Doctoral Fellow, 2007-08 | Department of History

Doctoral candidate, Department of History, University of Toronto.

Victoria Freeman’s work is motivated by the moral question of what could constitute a just relationship between indigenous people and settler populations in North America. Her dissertation, titled “People without History/A City Without Roots: Indigeneity, Settler Colonialism and Historical Memory in Toronto”, explores the changing ways in which Toronto’s Indigenous and colonial past has been remembered and represented by Toronto residents of Aboriginal, non-Aboriginal, and mixed heritage. She also investigates the ethical issues involved in doing research and writing history about Indigenous peoples and communities, particularly in relation to Indigenous knowledge and differing epistemologies.

Freeman’s research builds upon her 2000 book, Distant Relations: How My Ancestors Colonized North America (McClelland & Stewart), which explored her family’s historical involvement in colonialism in Canada and the US. Her academic publications include “Indigenous Haunting in Settler Colonial Spaces: The Activism of Indigenous Ancestors in Toronto”, forthcoming in Phantom Pasts, Indigenous Presence: Native Ghosts in North American Culture and History, eds.
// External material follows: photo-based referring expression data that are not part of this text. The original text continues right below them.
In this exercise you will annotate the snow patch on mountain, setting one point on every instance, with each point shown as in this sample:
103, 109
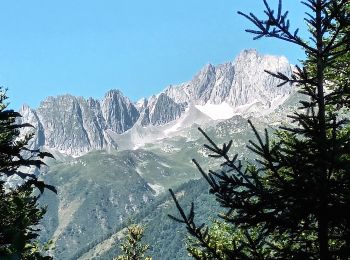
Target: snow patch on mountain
217, 112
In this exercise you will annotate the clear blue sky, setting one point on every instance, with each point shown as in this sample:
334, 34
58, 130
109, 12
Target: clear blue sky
86, 47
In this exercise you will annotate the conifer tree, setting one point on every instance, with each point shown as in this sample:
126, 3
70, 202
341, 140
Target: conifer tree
19, 210
293, 202
132, 246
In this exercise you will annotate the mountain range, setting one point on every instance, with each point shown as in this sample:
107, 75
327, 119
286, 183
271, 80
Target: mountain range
116, 158
76, 126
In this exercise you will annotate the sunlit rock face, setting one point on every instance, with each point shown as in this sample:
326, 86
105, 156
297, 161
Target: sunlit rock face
75, 125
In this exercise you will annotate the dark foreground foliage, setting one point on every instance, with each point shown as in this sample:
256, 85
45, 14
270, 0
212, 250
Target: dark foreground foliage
19, 210
293, 202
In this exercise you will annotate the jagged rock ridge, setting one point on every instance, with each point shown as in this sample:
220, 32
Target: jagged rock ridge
75, 126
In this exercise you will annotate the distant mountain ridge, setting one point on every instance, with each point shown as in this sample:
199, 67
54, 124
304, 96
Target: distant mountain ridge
75, 126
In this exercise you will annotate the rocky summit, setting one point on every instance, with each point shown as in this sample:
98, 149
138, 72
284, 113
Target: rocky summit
75, 126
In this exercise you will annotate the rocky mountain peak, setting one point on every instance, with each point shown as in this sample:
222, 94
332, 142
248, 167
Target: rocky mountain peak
75, 125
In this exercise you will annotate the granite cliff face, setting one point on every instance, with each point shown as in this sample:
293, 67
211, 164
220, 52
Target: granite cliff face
75, 126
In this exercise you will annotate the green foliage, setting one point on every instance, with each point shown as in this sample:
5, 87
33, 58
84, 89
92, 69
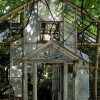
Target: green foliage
8, 5
92, 6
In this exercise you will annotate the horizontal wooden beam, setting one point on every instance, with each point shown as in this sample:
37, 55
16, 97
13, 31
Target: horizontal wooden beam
83, 11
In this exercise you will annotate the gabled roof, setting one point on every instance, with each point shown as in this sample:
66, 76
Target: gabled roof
58, 46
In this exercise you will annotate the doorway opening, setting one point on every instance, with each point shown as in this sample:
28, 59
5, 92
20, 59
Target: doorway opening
50, 81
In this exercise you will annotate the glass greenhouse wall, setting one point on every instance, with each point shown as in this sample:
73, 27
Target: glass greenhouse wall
50, 13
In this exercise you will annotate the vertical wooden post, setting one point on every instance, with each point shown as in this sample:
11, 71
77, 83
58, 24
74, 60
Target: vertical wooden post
75, 81
25, 81
65, 82
34, 81
96, 64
Coll Thrush and Colleen Boyd (Lincoln: University of Nebraska Press, 2008); “Attitudes toward Miscegenation in Canada, Australia, New Zealand, and the United States, 1860-1914” in Native Studies Review, Vol. 16, No. 1, 2005; and “Voices of the Parents: The Shoal Lake Anishinabe and Cecilia Jeffrey Indian Residential School 1902-1929”, in Native Voices in Research, ed. Jill Oakes (Winnipeg: Native Studies Press, University of Manitoba, 2003). Freeman is also active in community organizing aimed at building stronger relationships between Aboriginal and non-Aboriginal communities. She was a member of the national organizing committee for Re-envisioning Relationships: Aboriginal and Non-Aboriginal Alliances and Coalitions for Indigenous Rights, Social and Environmental Justice, held at Trent University in November 2006 and has helped to organize and/or has spoken at many cross-cultural dialogues on Aboriginal issues. She is also the founder of Turning Point: Native Peoples and Newcomers On-Line (www.turning-point.ca).

Freeman has won, inter alia, the Ontario Graduate Scholarship (2006-07), the Social Sciences and Humanities Research Council Fellowship (2003-07) and the Margaret s. McCullough Scholarship in Canadian Historical Research (2007-08).